Missing from the OPRF coaches’ plea for lights in the stadium was any consideration for the people living across Linden Avenue from those proposed lights. As someone with no personal stake in this issue, it is precisely their view that I believe the village must give disproportionate weight in this decision.

The coaches’ letter made this even clearer to me. Their argument for lights was, well, light. They gave no compelling reasons for the costly investment, and certainly none for the disruption that such a change in the character of this neighborhood with increased evening traffic and illumination would bring. The coaches trotted out a couple clichés: “Why should OPRF student-athletes not also enjoy ‘those things that are best?'” and “We respectfully ask our village to help us compete with other schools on a ‘level playing field.'” Perhaps they would not sound so silly, but I have watched a few softball games between OPRF and Proviso West that makes it very clear that lights have nothing to do with being the best. Or leveling a field.

Given the lack of any truly compelling reason for such an innovation, simple standards of justice require that the interests of stadium’s neighbors be given priority. It is clear, if the coaches’ arguments are the best that can be made, that no one will suffer any hardship if lights never shine on the OPRF stadium. Yet I can’t help but think that the neighbors will bear a burden that few of us would want to assume. I, for one, know that I would not want such a thing to happen across the street from my house.
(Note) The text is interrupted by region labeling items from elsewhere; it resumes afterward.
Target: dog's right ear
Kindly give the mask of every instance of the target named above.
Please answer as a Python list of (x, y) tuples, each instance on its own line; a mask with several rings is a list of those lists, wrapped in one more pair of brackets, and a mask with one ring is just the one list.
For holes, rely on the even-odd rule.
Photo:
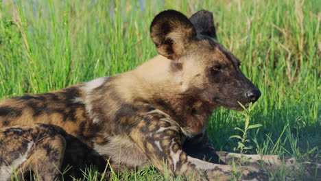
[(184, 54), (191, 41), (196, 40), (196, 31), (182, 13), (166, 10), (155, 16), (150, 25), (150, 35), (159, 54), (176, 60)]
[(217, 39), (213, 14), (211, 12), (204, 10), (198, 11), (193, 14), (189, 20), (194, 25), (198, 34)]

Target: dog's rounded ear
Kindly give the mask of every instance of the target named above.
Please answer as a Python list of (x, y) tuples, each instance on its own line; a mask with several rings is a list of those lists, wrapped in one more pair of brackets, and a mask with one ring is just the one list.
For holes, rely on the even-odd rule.
[(176, 60), (184, 53), (188, 45), (196, 40), (196, 31), (182, 13), (166, 10), (155, 16), (150, 35), (159, 54)]
[(217, 39), (213, 14), (206, 10), (200, 10), (193, 14), (189, 19), (196, 29), (198, 34)]

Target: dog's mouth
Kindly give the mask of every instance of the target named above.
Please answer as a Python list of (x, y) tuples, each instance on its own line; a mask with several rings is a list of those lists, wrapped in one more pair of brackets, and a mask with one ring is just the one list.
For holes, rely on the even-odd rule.
[(241, 103), (242, 107), (237, 101), (235, 104), (226, 104), (224, 101), (222, 101), (219, 99), (215, 99), (214, 101), (219, 106), (227, 109), (231, 109), (237, 111), (244, 110), (244, 108), (248, 108), (250, 106), (250, 103)]

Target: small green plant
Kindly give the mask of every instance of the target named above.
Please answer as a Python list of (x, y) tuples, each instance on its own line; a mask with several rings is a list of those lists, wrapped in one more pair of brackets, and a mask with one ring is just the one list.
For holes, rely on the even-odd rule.
[(233, 180), (240, 180), (241, 178), (243, 175), (243, 169), (241, 167), (241, 169), (239, 169), (237, 167), (237, 165), (239, 165), (239, 166), (241, 166), (241, 165), (247, 161), (248, 161), (248, 158), (246, 156), (244, 156), (244, 153), (250, 149), (252, 149), (253, 148), (252, 146), (251, 145), (247, 145), (247, 143), (250, 143), (250, 139), (248, 138), (248, 131), (251, 129), (254, 128), (257, 128), (259, 127), (261, 127), (261, 124), (253, 124), (253, 125), (250, 125), (250, 121), (251, 116), (253, 115), (254, 114), (254, 108), (255, 107), (255, 104), (250, 104), (249, 107), (246, 108), (243, 105), (242, 105), (241, 103), (239, 103), (239, 105), (242, 106), (243, 108), (244, 111), (242, 112), (241, 115), (242, 115), (242, 119), (243, 119), (244, 121), (244, 128), (242, 129), (239, 127), (235, 127), (235, 130), (241, 131), (242, 132), (242, 135), (239, 136), (237, 134), (233, 135), (230, 136), (230, 138), (237, 138), (239, 139), (239, 141), (237, 142), (237, 147), (234, 147), (233, 150), (234, 152), (237, 152), (239, 151), (241, 156), (239, 158), (237, 156), (230, 156), (232, 157), (235, 157), (237, 160), (237, 163), (235, 163), (234, 161), (232, 162), (232, 166), (233, 166), (233, 171), (231, 171), (231, 173), (233, 175), (234, 178)]
[(237, 130), (239, 130), (242, 132), (242, 135), (239, 136), (237, 134), (233, 135), (230, 136), (230, 138), (237, 138), (239, 139), (239, 141), (237, 142), (237, 147), (235, 147), (234, 152), (239, 151), (241, 154), (241, 162), (243, 162), (243, 154), (247, 150), (251, 149), (253, 148), (252, 146), (251, 145), (246, 145), (246, 143), (250, 143), (250, 139), (248, 138), (248, 131), (251, 129), (254, 128), (257, 128), (259, 127), (261, 127), (261, 124), (254, 124), (254, 125), (250, 125), (250, 120), (251, 118), (251, 116), (253, 115), (254, 114), (254, 108), (255, 107), (256, 104), (250, 104), (249, 107), (248, 108), (246, 108), (246, 107), (242, 105), (241, 103), (239, 103), (239, 105), (242, 106), (242, 108), (244, 109), (244, 111), (241, 112), (242, 114), (242, 119), (244, 119), (244, 128), (241, 129), (241, 128), (239, 127), (235, 127), (235, 129)]

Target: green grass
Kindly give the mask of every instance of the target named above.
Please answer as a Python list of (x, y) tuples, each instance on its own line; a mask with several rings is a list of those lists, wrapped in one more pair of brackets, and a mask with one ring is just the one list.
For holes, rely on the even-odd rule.
[[(320, 160), (318, 0), (81, 1), (0, 1), (1, 99), (132, 69), (156, 55), (149, 28), (157, 13), (175, 9), (191, 16), (206, 9), (214, 14), (219, 41), (262, 92), (250, 124), (263, 126), (249, 130), (253, 148), (248, 152)], [(226, 109), (213, 114), (207, 129), (217, 149), (237, 147), (229, 137), (243, 128), (240, 117)], [(112, 178), (167, 180), (156, 173), (150, 168)], [(283, 172), (276, 174), (283, 179)]]

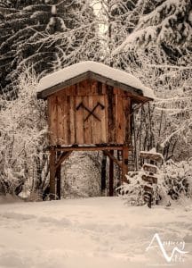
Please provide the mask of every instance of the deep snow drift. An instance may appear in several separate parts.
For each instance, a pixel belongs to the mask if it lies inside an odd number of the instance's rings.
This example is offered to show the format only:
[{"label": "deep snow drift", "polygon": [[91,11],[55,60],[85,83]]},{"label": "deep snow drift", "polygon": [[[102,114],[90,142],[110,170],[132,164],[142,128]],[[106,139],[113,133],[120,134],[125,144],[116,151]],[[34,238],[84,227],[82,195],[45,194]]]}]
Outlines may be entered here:
[{"label": "deep snow drift", "polygon": [[184,240],[188,253],[172,264],[192,267],[191,203],[152,209],[96,197],[1,204],[0,267],[168,267],[159,247],[146,252],[155,233],[162,241]]}]

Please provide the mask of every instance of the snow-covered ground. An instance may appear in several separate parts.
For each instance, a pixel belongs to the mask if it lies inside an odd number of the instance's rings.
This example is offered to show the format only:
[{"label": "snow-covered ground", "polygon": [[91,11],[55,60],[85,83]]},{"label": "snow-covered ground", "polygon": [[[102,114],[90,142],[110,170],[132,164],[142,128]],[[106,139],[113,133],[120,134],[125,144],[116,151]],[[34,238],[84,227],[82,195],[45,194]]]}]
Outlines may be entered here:
[{"label": "snow-covered ground", "polygon": [[184,240],[188,253],[174,267],[192,267],[189,202],[152,209],[118,197],[1,204],[0,267],[168,267],[159,247],[146,251],[155,233],[162,241]]}]

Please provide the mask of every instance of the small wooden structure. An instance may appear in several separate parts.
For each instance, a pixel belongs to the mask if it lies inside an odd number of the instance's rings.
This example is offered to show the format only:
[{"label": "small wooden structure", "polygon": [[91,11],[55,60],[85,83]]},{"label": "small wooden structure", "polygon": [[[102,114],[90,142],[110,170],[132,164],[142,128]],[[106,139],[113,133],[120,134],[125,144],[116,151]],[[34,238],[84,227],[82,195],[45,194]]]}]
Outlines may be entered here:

I am also not sure that the true impact is widely known. One local paper reported: “Only varsity football games would be allowed under the lights, and up to two night games for boys’ and girls’ soccer, lacrosse and girls’ field hockey games. The lights would be turned off at 8 p.m.” Yet the coaches’ letter referred to practices, as well, and three or four nights in the Fall when 8 p.m. would not be closing time. How many nights are we talking about over what period? It seems to me likely that every weeknight in October and the first half of November will be candidates for illuminated practice or games.

Now, if I am wrong, and the neighbors agree with the coaches, let them shine–as long as no tax money is used to put them into place or maintain them.

Having said that, I am sure that the booster club could find better ways to spend this money, ways that would not seriously disrupt the lives of neighbors of the high school, and would also truly enhance the lives of the OPRF student-athletes.